Authors: Monica Lavin
Juana de San José no había reparado en lo extraño de su presencia allí hasta que un día, mientras miraba cómo moldeaban una figura de una gran concha, el negro le preguntó dónde estaban sus polleras de colores. A Juana le dio vergüenza el comentario; era como si el muchacho le reclamara haber traicionado a los de su color. O como si le dijera: "Me gustas, pero te falta el vestido para lucir". Entre dientes murmuró: "Es que estoy en el convento". Hacía mucho que no hablaba con nadie que no fueran mujeres. Se quedó tiesecita esperando más de la voz varonil, pero el muchacho no habló más y ella, aturdida, regresó para avisar a la madre que la concha ya se había hecho y que habían empezado a moldear los desnudos.
—Los dioses —la corrigió Juana Inés.
Esa noche buscó con ansias entre sus enseres y decidió que al día siguiente saldría más temprano, cuando desayunaban las monjas, para que no la vieran vestida de amarillo.
Por eso cuando el arco estuvo listo y la madre Juana Inés se reunió con el bachiller Sigüenza y Góngora en el locutorio el día anterior a que llegaran los marqueses de la Laguna, y ella llevó las pastas y el moscatel para que los señores compartieran la excitación porque el estreno de los arcos que diseñaran uno y otro estaba por ocurrir—, su alma estaba oscurecida. Los últimos días se había tardado más intentando comparar los rasgos de las inscripciones en la falsa piedra con los que la madre Juana le había puesto en el papel. El negro se había ufanado por ayudarla aunque no entendía de letras. Así cerquita le había dicho que si había modo de verla cuando se acabara el arco y ella triste había dicho que no. Cuando cayó la tarde del último día, y ella comprobó que quedara muy clara la petición de la monja para que los virreyes acabaran la catedral, y los hombres se lavaron las manos en la acequia cercana, Juana de San José se atrevió a seguirlos. Esperó a que él notara que lo observaba y cuando se acercó le preguntó dónde podía encontrarlo. Con el nombre del mesón donde él trabajaba resonando en el aire, se fue contenta repitiéndolo como una campana que repica:
El Azafrán,
un nombre amarillo y luminoso como su falda del campo.
Ocurrió después aquel aviso inesperado, cuando al amanecer tocaron a la puerta del convento y luego la portera llamó a la celda de la madre Juana Inés y Juana de San José se incorporó alerta en el petate.

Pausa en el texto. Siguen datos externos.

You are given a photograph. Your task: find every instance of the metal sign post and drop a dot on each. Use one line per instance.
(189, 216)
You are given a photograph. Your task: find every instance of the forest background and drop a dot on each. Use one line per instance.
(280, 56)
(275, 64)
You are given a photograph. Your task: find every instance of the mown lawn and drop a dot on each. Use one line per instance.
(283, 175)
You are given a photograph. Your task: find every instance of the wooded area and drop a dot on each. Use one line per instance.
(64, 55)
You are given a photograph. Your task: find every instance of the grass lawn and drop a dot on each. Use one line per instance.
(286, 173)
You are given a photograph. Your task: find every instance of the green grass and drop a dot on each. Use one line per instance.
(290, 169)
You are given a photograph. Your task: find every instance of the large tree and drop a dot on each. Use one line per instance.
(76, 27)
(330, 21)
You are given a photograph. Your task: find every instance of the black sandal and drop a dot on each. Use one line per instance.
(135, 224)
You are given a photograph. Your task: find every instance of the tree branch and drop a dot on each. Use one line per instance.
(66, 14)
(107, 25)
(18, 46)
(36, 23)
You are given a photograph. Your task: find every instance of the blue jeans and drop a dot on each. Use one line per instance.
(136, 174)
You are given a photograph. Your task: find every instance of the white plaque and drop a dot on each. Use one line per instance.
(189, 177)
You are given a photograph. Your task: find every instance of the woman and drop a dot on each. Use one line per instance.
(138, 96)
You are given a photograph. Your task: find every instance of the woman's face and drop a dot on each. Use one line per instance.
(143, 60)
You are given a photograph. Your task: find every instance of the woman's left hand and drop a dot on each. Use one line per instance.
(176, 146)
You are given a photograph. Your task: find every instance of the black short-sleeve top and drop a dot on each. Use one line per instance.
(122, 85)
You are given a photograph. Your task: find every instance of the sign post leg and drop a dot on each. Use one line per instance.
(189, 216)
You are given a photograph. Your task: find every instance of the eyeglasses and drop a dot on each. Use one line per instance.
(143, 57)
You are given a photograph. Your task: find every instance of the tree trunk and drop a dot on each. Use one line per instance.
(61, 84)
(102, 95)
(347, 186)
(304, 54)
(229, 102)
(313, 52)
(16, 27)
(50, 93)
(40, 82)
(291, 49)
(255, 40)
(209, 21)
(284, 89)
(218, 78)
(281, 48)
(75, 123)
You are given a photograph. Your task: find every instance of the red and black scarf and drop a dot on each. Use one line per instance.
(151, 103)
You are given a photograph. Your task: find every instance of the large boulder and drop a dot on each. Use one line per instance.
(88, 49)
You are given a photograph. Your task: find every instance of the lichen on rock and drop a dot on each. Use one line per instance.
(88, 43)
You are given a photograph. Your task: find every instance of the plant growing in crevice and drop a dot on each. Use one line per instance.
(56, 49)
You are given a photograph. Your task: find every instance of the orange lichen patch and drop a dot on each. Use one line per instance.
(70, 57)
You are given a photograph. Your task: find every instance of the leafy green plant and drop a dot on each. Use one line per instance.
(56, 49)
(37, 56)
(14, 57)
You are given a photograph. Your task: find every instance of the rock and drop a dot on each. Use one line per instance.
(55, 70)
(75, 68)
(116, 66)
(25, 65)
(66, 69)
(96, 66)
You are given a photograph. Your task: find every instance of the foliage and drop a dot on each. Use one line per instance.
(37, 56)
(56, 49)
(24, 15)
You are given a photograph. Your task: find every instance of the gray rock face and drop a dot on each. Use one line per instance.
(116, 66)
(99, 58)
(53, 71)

—Vístete, muchacha, vamos a casa de mis tíos —le dijo sor Juana.
Salieron juntas a la calle fría y aún oscura donde las esperaba una carreta que de inmediato las llevó a donde Juan Mata lloraba la muerte de su esposa María. Fue esa muerte inesperada, el deseo de la madre Juana de consolar el dolor de sus parientes y de reconocer y agradecer el tiempo que estuvo con ellos, lo que ayudó a Juana de San José, pues hacia el mediodía la madre Juana pidió que llevara una carta a la abadesa avisando de su súbita salida, disculpándose y pidiendo su venia para regresar hasta las vísperas. Aquella petición providencial le permitió andar por las calles, preguntando aquí y allá por El Azafrán y descubrirlo cuando aún estaba cerrado. Fue a la vuelta, después de acicalarse un poco en la celda del convento, de esperar la respuesta de la abadesa y de coger un collar de piedras traslúcidas que se puso en la calle, que encontró el lugar abierto y tímida se estuvo en la puerta un rato, mirando de cuando en cuando hacia dentro por si atisbaba al negro.
Uno de los mozos fue el que le dijo que si buscaba a un pariente estaba en la cocina.
—Pase, pero rápido, no está el patrón.
Lo encontró entre vapores y olores rancios, con la camisa sucia del trabajo, lavando loza en una tarja. Él la miró incrédulo y se le acercó decidido. Así nada más puso un beso en sus labios y ella, aturdida, salió de prisa.
Nada más instalada en Palacio, María Luisa Manrique de Lara, marquesa de Paredes y de la Laguna, virreina de la Nueva España, sintió el deseo de visitar a la madre Juana Inés de la Cruz que los había recibido con el insigne arco alegórico a Neptuno. Cansados y excitados después de la travesía por mar, las fiestas en Otumba, Puebla y Tlaxcala, entrar a la ciudad sacudió su asombro. Ella, que había visto viñetas y cuadros que aludían a la hermosura de la capital, que conocía las crónicas del inglés Thomas Gage, no pudo más que exhalar un suspiro profundo y apretar el brazo del marqués cuando desde la pendiente de Río Frío divisó el valle del Anáhuac refulgiendo diamantino por el agua de los lagos. Miró a la derecha y contempló el fulgor nevado de los volcanes en tierra de tan grata temperatura y sus ojos no pudieron más que asociar la imagen de ese valle con el bienestar que les esperaba. Aunque de origen real —su marido era hermano del duque de Medinacelli y ella hija de un príncipe del Sacro Imperio Romano emparentado con los Mantua y por el lado de su madre del poeta Manrique—, no había supuesto que les tocaría ser gobernantes de un reino tan extenso y desusado como la Nueva España. Y que entrando por la puerta grande por tanta sangre enredada, pues el virrey saliente fray Payo era primo de su marido, se les prolongaría el periodo de gobierno por tres años más. La condesa de Paredes lo celebraba; suponía que en esta tierra nueva y bajo las bondades del clima, sin duda podría parir y criar a los hijos que en España se habían malogrado.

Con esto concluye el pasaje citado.